‘Birds of Prey’ review: Margot Robbie is a killer with a smile

Margot Robbie is everywhere. This weekend at the cinema, somebody with a lot of time on his hands could see her in three separate films — “Once Upon a Time in . . . Hollywood,” “Bombshell” and her latest, “Birds of Prey” — like she’s some sort of blond Burt Reynolds.

And to that I say: more, more, more! The Australian actress is such a pleasure to watch, bringing uncommon joy and vivacity to every role she plays, be it a shoeless Sharon Tate or that rogue in rouge, Harley Quinn, the Joker’s girlfriend.

Make that ex-girlfriend. At the beginning of “Birds of Prey,” we learn that Harley and the Clown Prince, Gotham’s fiercest villain, have split up. And without his formidable protection, an army of past enemies — including Ewan McGregor’s Black Mask — come after her, while she’s joined on the run by Black Canary (Jurnee Smollett-Bell), the Huntress (Mary Elizabeth Winstead) and her illegal pet hyena.

The Rolodex of baddies kicks off a running gag in which every time one arrives, a dossier pops up on-screen listing their name and “grievance.” One is simply an eggplant emoji. “Birds of Prey” is filled with clever bits like that, and really is the funniest comic book film since the first “Deadpool” from 2016. And, like the Ryan Reynolds Marvel flick, this DC Films joint is rated R.

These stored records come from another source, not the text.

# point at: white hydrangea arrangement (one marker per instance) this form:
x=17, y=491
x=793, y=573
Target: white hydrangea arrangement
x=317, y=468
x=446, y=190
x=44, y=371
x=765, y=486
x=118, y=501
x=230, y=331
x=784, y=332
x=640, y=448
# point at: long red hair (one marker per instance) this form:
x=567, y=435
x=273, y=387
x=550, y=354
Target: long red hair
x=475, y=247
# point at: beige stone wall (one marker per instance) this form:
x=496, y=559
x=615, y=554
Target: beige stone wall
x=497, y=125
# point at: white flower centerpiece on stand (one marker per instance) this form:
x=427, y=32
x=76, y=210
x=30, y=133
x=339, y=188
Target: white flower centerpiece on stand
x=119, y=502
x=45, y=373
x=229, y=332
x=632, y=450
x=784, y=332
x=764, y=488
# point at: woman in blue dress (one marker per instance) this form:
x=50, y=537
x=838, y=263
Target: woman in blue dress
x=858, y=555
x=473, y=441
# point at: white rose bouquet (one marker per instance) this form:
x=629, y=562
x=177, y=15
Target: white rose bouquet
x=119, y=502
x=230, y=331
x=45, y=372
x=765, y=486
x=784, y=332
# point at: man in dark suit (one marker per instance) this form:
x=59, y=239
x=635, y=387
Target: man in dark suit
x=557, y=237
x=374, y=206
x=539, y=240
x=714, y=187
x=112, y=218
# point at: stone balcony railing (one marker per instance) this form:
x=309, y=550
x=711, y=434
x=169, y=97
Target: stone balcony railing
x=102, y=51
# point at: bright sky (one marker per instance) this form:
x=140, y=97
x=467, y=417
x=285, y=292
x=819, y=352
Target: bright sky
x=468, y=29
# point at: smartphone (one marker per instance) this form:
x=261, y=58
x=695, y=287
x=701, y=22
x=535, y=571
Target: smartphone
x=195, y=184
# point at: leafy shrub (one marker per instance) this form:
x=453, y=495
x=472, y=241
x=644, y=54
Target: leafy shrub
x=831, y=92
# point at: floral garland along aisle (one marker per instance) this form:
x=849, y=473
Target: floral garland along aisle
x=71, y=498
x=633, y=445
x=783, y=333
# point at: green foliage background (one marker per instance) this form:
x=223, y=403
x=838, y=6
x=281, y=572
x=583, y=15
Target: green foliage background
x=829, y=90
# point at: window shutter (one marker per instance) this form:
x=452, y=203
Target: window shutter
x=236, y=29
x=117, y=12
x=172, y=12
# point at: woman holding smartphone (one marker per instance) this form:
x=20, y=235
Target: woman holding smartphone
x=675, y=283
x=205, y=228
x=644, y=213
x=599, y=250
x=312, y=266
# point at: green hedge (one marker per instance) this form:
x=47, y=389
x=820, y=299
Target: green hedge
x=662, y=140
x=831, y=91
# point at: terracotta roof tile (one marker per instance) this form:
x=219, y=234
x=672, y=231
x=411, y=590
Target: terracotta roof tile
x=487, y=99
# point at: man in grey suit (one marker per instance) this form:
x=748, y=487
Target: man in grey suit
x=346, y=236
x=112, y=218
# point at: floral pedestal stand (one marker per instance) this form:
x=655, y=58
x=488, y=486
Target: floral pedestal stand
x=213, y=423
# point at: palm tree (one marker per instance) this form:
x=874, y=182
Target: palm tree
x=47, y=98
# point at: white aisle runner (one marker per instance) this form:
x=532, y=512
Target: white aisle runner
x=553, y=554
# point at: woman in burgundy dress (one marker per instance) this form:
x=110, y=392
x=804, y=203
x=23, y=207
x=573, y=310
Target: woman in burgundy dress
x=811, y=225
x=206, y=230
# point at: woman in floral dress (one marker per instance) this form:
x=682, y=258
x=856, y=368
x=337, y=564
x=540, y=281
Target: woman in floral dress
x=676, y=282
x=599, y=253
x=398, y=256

For the most part, however, there’s not too much swearing or violence that exceeds other films in the genre. But Christina Hodson’s script sure loves a crude joke. Rosie Perez, as a detective on the hunt for Harley, wears an unexplained T-shirt that reads “I shaved my b–ls for this?” Gets a laugh every time.

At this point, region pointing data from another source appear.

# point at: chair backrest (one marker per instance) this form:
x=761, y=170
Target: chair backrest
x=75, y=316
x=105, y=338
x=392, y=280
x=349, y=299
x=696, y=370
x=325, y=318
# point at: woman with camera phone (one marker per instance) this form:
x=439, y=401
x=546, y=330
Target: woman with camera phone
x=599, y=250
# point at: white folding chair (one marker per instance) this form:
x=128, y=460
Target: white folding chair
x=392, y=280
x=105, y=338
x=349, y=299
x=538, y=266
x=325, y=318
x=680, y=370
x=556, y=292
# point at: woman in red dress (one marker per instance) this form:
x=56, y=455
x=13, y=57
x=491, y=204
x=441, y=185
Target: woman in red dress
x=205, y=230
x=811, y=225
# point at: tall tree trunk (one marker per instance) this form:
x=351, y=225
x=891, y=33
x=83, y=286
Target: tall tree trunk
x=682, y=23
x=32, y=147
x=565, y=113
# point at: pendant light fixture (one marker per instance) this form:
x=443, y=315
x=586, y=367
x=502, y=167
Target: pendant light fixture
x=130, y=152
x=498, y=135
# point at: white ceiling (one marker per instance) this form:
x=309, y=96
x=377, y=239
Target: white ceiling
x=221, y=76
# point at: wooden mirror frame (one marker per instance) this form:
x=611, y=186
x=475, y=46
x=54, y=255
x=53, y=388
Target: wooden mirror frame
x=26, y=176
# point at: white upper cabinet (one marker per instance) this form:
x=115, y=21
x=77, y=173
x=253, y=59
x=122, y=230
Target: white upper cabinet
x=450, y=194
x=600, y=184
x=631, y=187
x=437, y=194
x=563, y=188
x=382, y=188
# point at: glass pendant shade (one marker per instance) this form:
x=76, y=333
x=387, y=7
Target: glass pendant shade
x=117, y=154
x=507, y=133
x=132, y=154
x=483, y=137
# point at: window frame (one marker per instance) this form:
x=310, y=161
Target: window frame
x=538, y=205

So does Robbie. Her high-energy Quinn has a harsh New York — er, Gotham — accent, and we’re told in a cartoon prelude that she was born Harleen Quinzel. Oh, and she’s also the proud holder of a Ph.D. Who knows if any of that’s true, though? Harley fibs with abandon and would betray a close friend with a smile. Like Arthur Fleck in “Joker,” Harley is not exactly a main character for little kids to look up to.

But director Cathy Yan’s film isn’t aiming for the usual heroics. “Birds of Prey” moves at a breakneck pace with a dry, totally unsentimental sense of humor, and it never gets caught up in cliched morals or weighty lessons. The movie also has a punky, washed-out look and harks back to a lot of long-gone pop culture: Harley looks like a No Doubt-era Gwen Stefani, and her run-down fun-house lair is a dead ringer for the villain’s hunting ground in “The Man With the Golden Gun.”

Marvel Studios, lorded over by Kevin Feige, prizes consistency above all else. Its 23 movies are mostly middle-of-the-road, big-budget spectacles, aesthetically generic enough to enable easy crossovers, like Tony Stark appearing in roughly half of them. DC, on the other hand, takes big risks and gives gutsy filmmakers more control over the look and content. That hurt the studio with a string of early duds, but it hits its stride with “Wonder Woman,” “Shazam!” and now “Birds of Prey.”